Außerdem bin ich Teil der Ökomarktgemeinschaft, die als GmbH & CoKG organisiert ist. Sie ist gemeinsames Handels- und Vertriebsunternehmen von elf Gesellschafter*innen, also Bio Bäuerinnen und Biobauern aus Ostthüringen und Westsachsen.

Mein Herz schlägt für das Thema, weil es viel mit, enkeltauglicher Landwirtschaft zu tun hat. Ich möchte, dass wir eine Welt hinterlassen, in der unsere Kinder und Kindeskinder noch gut leben können. Wie wirtschaften wir mit Natur, wie haushalten wir mit natürlichen Ressourcen? Das fokussiert sich bei mir auf die Lebensmittel- und Ernährungsbranche.

Darüber hinaus bin ich dann dahin gekommen, zu sagen: Wir brauchen ein anderes Wirtschaftssystem. Damit habe ich mich dann sehr intensiv auseinandergesetzt. Wie schaut Gemeinschaft aus, in der wir gut miteinander Leben und wirtschaften. Die Kenntnisse, die ich bei der Auseinandersetzung mit dieser Frage erworben habe, lasse ich dann auch in mein Berufsleben mit einfließen.

Wow das ist ziemlich viel. Deine Arbeit unterscheidet sich doch sehr deutlich von zum Beispiel Aktivist*innen, die Systemwandel durch Revolution fordern. Wie würde ein anderes Wirtschaftssystem für dich aussehen und wie stellst du dir eine Transformation dahin vor?

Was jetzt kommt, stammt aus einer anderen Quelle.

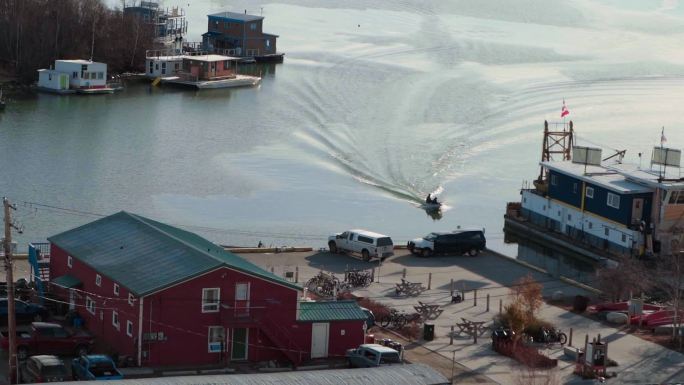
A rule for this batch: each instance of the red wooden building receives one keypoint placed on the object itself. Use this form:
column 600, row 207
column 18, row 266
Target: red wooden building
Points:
column 166, row 296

Ich habe mit der Wende schon eine Revolution hinter mir und mit diesen Erfahrungen gepaart und mit meinem Studium der Soziologie und Politikwissenschaften, habe ich mich gefragt, was ist da passiert. Wie funktionieren Menschen miteinander?

Aus meinem Studium und vielen Jahren der Erfahrungssammlung bin ich zu der Erkenntnis gekommen: Wir müssen nicht das Format ändern, sondern die Logik. Sowohl die Logik, wie wir miteinander umgehen, als auch die Logik, wie wir miteinander wirtschaften, denn das Wirtschaftssystem ist erstmal eine Art zu verhandeln. Das neue Wirtschaftssystem ist deshalb ein gemeinschaftliches Aushandeln auf einer kommunikativen Ebene im Sinne des Gemeinsinns und des Gemeinwohls. In dem jetzigen kapitalistischen Wirtschaftssystem werden viele Dinge, die Arbeit sind, gar nicht geschätzt. Auch das muss man neu aushandeln. Deswegen also neue Werte mit einer anderen Logik. Ich bin nicht der Typ, der quasi revolutionär auf die Straße geht, um ein Format zu ändern, bin mir aber bewusst darüber, dass es auch im System Leute geben muss, die Systeme crashen. Das kann und sollte parallel laufen.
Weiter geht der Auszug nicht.